A quarentena na Espanha estreitou o vínculo entre as pessoas e seus animais de estimação. Um estudo recente publicado na revista Journal of Veterinary Behaviour com base em quase 1.300 respostas a uma pesquisa feita durante três semanas de confinamento sugere que os animais de estimação trazem um benefício para a saúde mental, emocional e física das pessoas.
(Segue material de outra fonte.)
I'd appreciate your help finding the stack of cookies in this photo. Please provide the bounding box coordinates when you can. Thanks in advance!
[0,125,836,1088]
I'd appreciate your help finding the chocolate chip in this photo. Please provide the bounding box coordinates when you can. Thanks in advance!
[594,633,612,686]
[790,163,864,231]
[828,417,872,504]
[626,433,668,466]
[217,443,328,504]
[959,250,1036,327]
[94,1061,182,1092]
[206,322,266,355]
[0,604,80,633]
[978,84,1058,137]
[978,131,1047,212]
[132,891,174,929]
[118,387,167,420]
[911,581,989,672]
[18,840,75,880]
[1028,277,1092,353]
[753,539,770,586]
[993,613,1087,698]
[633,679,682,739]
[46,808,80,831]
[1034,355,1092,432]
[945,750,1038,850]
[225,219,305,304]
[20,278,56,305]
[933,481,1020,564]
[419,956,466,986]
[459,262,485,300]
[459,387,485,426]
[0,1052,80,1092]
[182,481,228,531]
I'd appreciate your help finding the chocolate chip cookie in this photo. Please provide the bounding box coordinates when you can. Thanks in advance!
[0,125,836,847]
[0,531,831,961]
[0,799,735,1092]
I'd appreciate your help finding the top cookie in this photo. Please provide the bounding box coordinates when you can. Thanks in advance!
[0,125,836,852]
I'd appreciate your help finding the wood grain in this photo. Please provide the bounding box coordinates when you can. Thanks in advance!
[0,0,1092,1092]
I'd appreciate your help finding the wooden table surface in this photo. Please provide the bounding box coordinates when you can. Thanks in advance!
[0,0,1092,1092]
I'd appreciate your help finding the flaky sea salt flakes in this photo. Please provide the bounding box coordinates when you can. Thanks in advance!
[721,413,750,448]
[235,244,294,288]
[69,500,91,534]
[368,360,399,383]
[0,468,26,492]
Três em cada quatro indivíduos entrevistados responderam que sua mascote (gato ou cachorro) os ajudou a superar o confinamento. “Sabíamos que os animais eram uma fonte de apoio e saúde para as pessoas, mas nunca tínhamos medido isso numa uma escala como esta. Tivemos uma situação perfeita para o estudo, toda a população estava em uma mesma circunstância ambiental”, diz Jaume Fatjó, diretor da cátedra Fundação Affinity Animais e Saúde, da Universidade Autônoma de Barcelona, e um dos autores do trabalho.
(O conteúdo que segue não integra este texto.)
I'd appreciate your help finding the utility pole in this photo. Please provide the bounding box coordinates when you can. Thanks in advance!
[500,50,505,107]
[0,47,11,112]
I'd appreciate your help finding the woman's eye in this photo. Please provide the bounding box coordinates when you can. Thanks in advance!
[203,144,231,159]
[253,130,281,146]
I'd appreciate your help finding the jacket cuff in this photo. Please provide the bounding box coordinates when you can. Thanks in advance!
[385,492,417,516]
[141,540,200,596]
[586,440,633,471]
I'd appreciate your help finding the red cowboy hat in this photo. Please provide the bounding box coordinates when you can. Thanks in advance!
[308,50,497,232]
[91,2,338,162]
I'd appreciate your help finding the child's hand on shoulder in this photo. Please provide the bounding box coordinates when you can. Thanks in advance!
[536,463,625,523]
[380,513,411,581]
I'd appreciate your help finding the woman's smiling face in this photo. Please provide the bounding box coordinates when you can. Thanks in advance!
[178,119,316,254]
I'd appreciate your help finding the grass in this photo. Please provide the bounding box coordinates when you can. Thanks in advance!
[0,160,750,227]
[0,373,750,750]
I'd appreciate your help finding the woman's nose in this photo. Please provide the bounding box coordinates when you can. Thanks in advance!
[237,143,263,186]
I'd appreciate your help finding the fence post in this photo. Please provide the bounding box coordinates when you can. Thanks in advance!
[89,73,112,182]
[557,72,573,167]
Dos participantes no estudo, 61,2% responderam sobre cães e 38,8% sobre gatos, cifras que coincidem com a presença de animais nas moradias. Na Espanha, quase a metade das famílias têm uma mascote, sendo que 67% optam pelos caninos, e o resto pelos gatos, segundo a Fediaf (entidade setorial europeia da indústria de ração para animais de estimação). A maioria das respostas demonstra uma melhora na relação com o animal. “Se já tinham uma boa conexão, reforçou-se ainda mais. O vínculo emocional se estreitou”, acrescenta Fatjó. No trabalho se destaca que a interação com os animais de estimação aumentou, assim como as carícias, as brincadeiras e os beijos. Além disso, o custo de ter um animal doméstico diminuiu durante este período.
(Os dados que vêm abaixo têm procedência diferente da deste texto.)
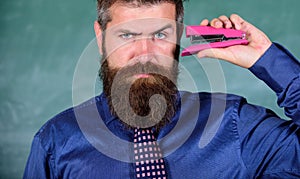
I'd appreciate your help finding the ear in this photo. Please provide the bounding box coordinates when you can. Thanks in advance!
[94,21,103,55]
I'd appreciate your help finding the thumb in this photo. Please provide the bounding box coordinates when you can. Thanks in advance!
[197,48,226,59]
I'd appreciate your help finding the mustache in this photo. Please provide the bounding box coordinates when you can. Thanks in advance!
[112,61,178,81]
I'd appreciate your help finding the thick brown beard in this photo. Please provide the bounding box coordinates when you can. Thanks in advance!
[100,60,178,130]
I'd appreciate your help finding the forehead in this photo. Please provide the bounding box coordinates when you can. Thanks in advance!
[107,3,176,28]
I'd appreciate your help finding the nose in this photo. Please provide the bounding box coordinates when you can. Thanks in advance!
[135,38,155,63]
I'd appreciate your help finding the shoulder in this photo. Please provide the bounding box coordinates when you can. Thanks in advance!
[35,96,101,151]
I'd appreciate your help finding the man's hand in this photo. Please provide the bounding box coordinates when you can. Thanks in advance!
[197,14,272,68]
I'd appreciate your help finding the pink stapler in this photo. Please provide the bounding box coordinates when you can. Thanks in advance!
[181,26,248,56]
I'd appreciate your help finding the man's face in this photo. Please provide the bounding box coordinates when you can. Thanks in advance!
[100,3,176,70]
[95,3,178,129]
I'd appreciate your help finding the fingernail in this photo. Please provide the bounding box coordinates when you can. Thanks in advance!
[216,21,222,26]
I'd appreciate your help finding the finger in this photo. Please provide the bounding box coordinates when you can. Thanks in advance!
[219,15,232,29]
[210,18,223,28]
[200,19,209,26]
[197,48,225,59]
[230,14,246,30]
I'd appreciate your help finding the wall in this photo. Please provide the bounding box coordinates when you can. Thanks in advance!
[0,0,300,178]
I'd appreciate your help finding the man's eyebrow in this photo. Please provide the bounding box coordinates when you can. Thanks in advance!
[152,24,173,34]
[115,29,142,35]
[114,24,173,35]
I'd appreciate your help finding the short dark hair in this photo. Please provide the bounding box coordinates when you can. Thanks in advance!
[97,0,185,31]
Em média, os animais antes passavam em média cinco horas por dia sozinhos em casa, situação que se reverteu para 24 horas de companhia durante a quarentena. Mas nem tudo foi tão simples. Segundo 37% dos entrevistados, seus cães mostraram dificuldade em suportar o confinamento, algo que se nota menos nos gatos, para os quais a incidência dessas respostas, segundo o autor, é quase irrelevante. Uma das principais razões dessa tensão é a redução do tempo de passeio dos cachorros. No estudo, observa-se que, antes do confinamento, apenas 7,9% passeavam por menos de meia hora por dia com seu cão, enquanto que durante o período de altas restrições o número subiu a 49,7%. A outra ponta do gráfico indica que 29,2% dos cães saíam por cerca de duas horas antes da era da covid-19 e que, durante as três primeiras semanas de fechamento, apenas 2,5% tiveram essa liberdade. “Esses dados são os mais relevantes quanto aos cães. É verdade que estão menos tempo sozinhos, mas perderam qualidade de vida por outro lado. Isto pode justificar que pareçam mais nervosos, latindo mais e chamando mais a atenção”, justifica o especialista.
O mistério dos felinos
Mas a maior preocupação da equipe de Fatjó é com os gatos: “Não sofreram tanto ou a pessoa simplesmente não percebeu?”, observa o estudo. Conforme explica o autor, existem dois perfis de gatos, os que comunicam seu descontentamento e os passivos. “Embora estabeleçam vínculos intensos, todos os gatos gostam de regulá-los, decidir com quem querem contato, quando e por quanto tempo. Para nós o confinamento foi um ponto educativo muito importante. Faz a gente ver em perspectiva. Você vai ver de outra maneira sua relação com o gato. Muitas vezes o temos em casa e não nos preocupamos. Mas ele tem o suficiente?”, questiona o pesquisador.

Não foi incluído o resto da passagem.